We’re very much into the idea of a “School of Machines, Making & Make Believe” - and it’s alive and well, teaching online and offline classes, from a Berlin base. Here’s their self-explanation:

School of Machines, Making & Make Believe provides one-of-a-kind hands-on learning experiences in the areas of art, technology, design, and human connection.

Our philosophy is centered around the idea that we are all lifelong learners. We would love for our students to leave our programs activated; not only equipped with technical and hands-on tools and skill sets, but also critically-minded, more deeply engaged with their surroundings and with themselves.

Artists, designers, technologists, makers, researchers and the like come to us to explore new topics, develop and expand their practice, and wrestle out the courage to begin something new. We support them in these endeavors while encouraging curiosity, confidence, and the enthusiasm to say something with their work.
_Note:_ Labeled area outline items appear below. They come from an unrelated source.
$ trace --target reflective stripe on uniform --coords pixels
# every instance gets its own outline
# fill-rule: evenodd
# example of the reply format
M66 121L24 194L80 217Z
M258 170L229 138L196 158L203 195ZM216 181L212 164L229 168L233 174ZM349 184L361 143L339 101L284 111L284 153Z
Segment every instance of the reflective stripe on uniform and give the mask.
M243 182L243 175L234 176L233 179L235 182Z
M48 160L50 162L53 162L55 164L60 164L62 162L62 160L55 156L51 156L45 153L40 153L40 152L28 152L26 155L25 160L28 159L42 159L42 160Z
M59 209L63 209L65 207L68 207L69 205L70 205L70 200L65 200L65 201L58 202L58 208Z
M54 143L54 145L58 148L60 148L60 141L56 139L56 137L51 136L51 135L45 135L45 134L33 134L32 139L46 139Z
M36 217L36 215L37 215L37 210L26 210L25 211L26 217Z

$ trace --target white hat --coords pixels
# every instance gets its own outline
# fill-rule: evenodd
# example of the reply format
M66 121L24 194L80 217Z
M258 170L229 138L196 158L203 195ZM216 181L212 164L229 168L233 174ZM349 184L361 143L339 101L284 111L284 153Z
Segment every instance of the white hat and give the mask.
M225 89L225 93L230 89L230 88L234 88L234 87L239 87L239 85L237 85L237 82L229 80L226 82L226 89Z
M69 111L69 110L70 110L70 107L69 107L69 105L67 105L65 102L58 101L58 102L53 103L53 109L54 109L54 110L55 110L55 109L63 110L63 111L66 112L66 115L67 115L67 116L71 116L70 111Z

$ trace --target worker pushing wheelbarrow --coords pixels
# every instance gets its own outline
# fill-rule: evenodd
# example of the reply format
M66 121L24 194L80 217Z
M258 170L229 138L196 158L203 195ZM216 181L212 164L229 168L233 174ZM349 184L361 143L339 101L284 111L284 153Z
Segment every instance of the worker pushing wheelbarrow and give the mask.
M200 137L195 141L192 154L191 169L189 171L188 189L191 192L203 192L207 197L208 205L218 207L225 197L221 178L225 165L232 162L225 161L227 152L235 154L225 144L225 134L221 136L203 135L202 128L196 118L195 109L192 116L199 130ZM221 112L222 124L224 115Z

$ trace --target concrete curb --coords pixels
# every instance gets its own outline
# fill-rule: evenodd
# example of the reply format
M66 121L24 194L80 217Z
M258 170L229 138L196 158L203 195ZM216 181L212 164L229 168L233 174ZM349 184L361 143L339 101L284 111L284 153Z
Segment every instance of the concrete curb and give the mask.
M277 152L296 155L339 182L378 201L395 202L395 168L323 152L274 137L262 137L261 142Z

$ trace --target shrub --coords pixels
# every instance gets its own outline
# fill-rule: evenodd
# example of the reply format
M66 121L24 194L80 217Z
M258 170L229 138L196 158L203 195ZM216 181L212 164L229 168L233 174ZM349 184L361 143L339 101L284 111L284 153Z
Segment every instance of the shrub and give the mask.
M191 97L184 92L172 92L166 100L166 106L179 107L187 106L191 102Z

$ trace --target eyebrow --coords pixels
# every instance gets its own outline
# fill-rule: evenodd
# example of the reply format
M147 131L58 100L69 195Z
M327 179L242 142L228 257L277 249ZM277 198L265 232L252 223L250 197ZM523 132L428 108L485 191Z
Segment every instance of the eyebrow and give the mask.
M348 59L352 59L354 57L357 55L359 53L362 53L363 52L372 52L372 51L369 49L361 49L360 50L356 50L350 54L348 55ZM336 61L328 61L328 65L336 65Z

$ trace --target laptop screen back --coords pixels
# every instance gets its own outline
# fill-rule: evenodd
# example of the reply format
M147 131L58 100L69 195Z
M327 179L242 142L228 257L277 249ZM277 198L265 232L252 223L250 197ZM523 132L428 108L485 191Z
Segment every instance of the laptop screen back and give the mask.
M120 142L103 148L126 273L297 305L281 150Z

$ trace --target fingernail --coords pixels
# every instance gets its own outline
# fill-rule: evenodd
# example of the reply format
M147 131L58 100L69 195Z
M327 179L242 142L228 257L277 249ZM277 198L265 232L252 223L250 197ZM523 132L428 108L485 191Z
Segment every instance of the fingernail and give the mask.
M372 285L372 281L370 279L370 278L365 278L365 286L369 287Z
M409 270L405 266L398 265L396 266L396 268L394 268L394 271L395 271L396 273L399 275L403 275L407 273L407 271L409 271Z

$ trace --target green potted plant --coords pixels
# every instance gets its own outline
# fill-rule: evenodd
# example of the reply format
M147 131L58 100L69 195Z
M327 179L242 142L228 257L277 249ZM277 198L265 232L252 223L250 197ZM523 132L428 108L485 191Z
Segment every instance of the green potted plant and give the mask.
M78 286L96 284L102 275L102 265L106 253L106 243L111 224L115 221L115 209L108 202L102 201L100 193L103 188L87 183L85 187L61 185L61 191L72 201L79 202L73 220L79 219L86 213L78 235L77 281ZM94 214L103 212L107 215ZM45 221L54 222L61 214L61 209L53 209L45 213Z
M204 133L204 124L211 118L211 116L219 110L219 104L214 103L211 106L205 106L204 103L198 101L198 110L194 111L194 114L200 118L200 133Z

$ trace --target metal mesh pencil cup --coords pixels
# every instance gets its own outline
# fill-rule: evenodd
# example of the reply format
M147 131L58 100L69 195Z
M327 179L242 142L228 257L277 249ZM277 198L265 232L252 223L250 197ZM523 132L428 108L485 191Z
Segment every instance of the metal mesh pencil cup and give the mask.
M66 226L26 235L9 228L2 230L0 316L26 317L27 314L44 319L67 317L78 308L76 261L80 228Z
Our instructors are distinguished artists and technologists working directly with the tools they teach and our programs provide an opportunity for our students to work with them to expand their fields of knowledge and build towards a more interdisciplinary practice. Program sizes are small and students actively engage their new-found skills and collaborators each step of the way, creating individual and group work towards a public exhibition at programs end.

We encourage people without previous experience to apply, as we believe the formative qualities that make each of us distinctive humans-- our beliefs, attitudes and unique experiences-- can guide us towards the creation of something more magical than what technology alone can achieve. We must all start somewhere!

Here’s a page of their current classes, to give you a flavour of what they mean by “machines, making and make-believe” (click on image or image credit to take you there):


We were particularly struck by Speculative Biophilia: “How can we redesign and reimagine our devices, artifacts, and built environments to foster deeper emotional and ecological connection, as intertwined in the same planetary togetherness?”

And by Algorithmic Poetry of Fictional Robotics: “How have historical developments in robotics, speculative fiction, and algorithmic poetry influenced our understanding of the present and the future?”

Not much broken toaster or zipper-on-suitcase repair here. But somewhat anticipatory of a certain future involving tinkering hopefully with machines and code.